On Kawara: Sunday Painter (2006)

On Kawara: Sunday Painter
At The Power Plant Contemporary Art Centre
Toronto

November 12, 1967
Marilyn Clink and Laurie Smith are first year undergraduates at Waterloo Lutheran University. Marilyn is from Toronto and majors in mathematics while Laurie, from Newmarket, studies geography. They met at a school social the month previous and are fast becoming good friends. On this day, Laurie and Marilyn are both attending chapel. Laurie is a trained singer. He is somewhat religious, but mostly attends chapel religiously so that he can sing in the choir. He loves to sing. Marilyn is also somewhat religious or at least her father, Allan, says grace before every meal. Marilyn mostly attends chapel on Sundays to hear Laurie sing, or rather, to watch him sing. Today he is performing the Lord’s Prayer as a solo. He has a beautiful voice. It fills the room. His chin strains and his neck trembles as he resonates in perfect pitch. His body is taught as he reaches the hymns grand crescendo. Then there is silence. The congregation does not applaud a church performance. God however, is supposedly clapping. Laurie sits back down amongst the choir. Marilyn is smiling in her pew. On this day, eight years later, John Laurie Smith and Marilyn Elizabeth (Clink) Smith will have their first child.

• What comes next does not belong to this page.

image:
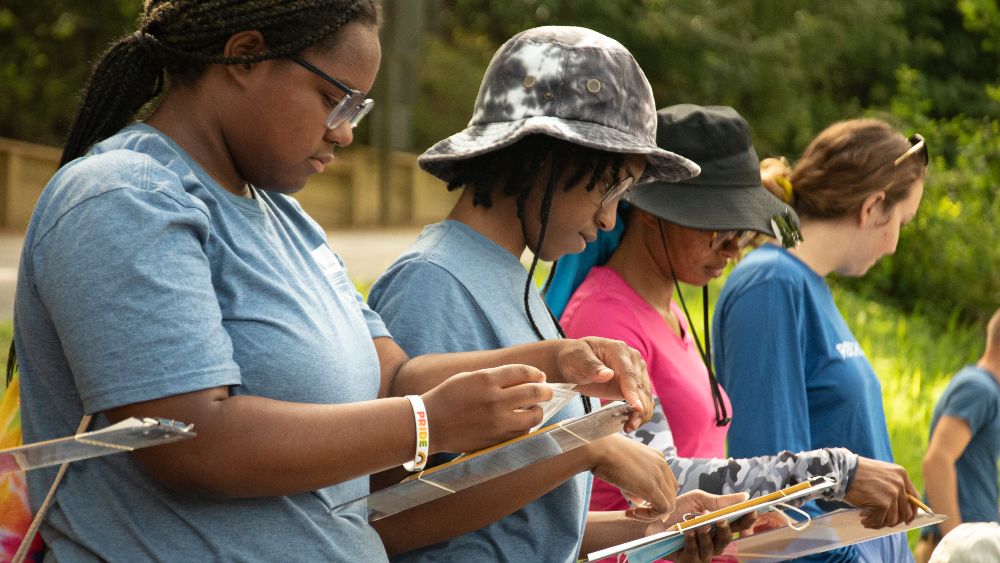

He is seven pounds and eight ounces. They name him Peter.


December 24, 1978
I am three years old and I’ve finally got this whole Christmas thing figured out. There’s this really nice big fat old guy who wears pretty much exclusively red, has a long white biker style beard and brings presents to all of the kids around the world. He works the rest of the year, along with his team of highly trained and efficient magical elves, making all of this stuff whilst recording and tracking the naughty/nice behavior patterns of the world’s youth. I am convinced that Clint Bolger, my best friend, has absolutely no hope of receiving anything at all this year. I am hoping however that Santa, in his infinite wisdom and benevolence, can overlook my reluctant participation in the infamous throwing of crab apples into Bobby Best’s swimming pool incident. (It made great splashing sounds!) At least when I talked to Santa at the mall, he seemed relatively willing to listen. This year I am hoping for as much Star Wars paraphernalia as elf-inly possible. Luke Skywalker is the only action figure that I would articulate as truly “necessary”, yet Han Solo and Darth Vader are pretty important components to any real Star Wars adventure. They also, of course, need some kind of vehicle (or two) to get around the galaxy/sand box.

February 16, 2005
I am given a ride home by one of my professor’s along with a visiting artist who is giving a talk tonight at the Power Plant. I’d been meaning to check out the show for awhile, mostly because some friends have stuff upstairs in the Cold City show. I was decidedly less intrigued by the prospect of seeing the works by On Kawara. I felt that his famous “date paintings” were one-trick-ponies that offered little benefit to actually seeing them first hand. Conceptual one-liners are like magic tricks, once you know how they work there seems little point in witnessing their actual incantation. Because of this preconception, I was completely unprepared for the melancholic weight that Kawara’s work powerfully resonates. Firstly, these paintings aren’t all the same. They are in different scales and fonts. There are minute variations in tone and hue. Each painting seems to have subtle imperfections, tiny moments where the artists hand is clearly visible. These calculated indiscretions provide the work with a touch of humanity, transforming the cold transference of fact and information into something personal and introspective. For there is something deeper that lurks behind these characters. Walking though this collection of On Kawara’s date paintings is like walking through a grave yard. These paintings seem haunted. If a photograph is, as Barthes famously stated, “a death mask of a moment”, then Kawara’s paintings are tombstones of a day, with the date alone standing as epitaph. Like most good work, these paintings understand that meaning is created less by the artist than by the viewers, who bring with them the various dramas of their own memory and experience. Where was I on July 6th, 1980? What happened on that day? Was it the same as any other day? The paintings in this exhibition are heavily loaded with these sorts of resonances because On Kawara’s palette is not the mid-value grey of these monochromes but is rather the expansive palette of our memory.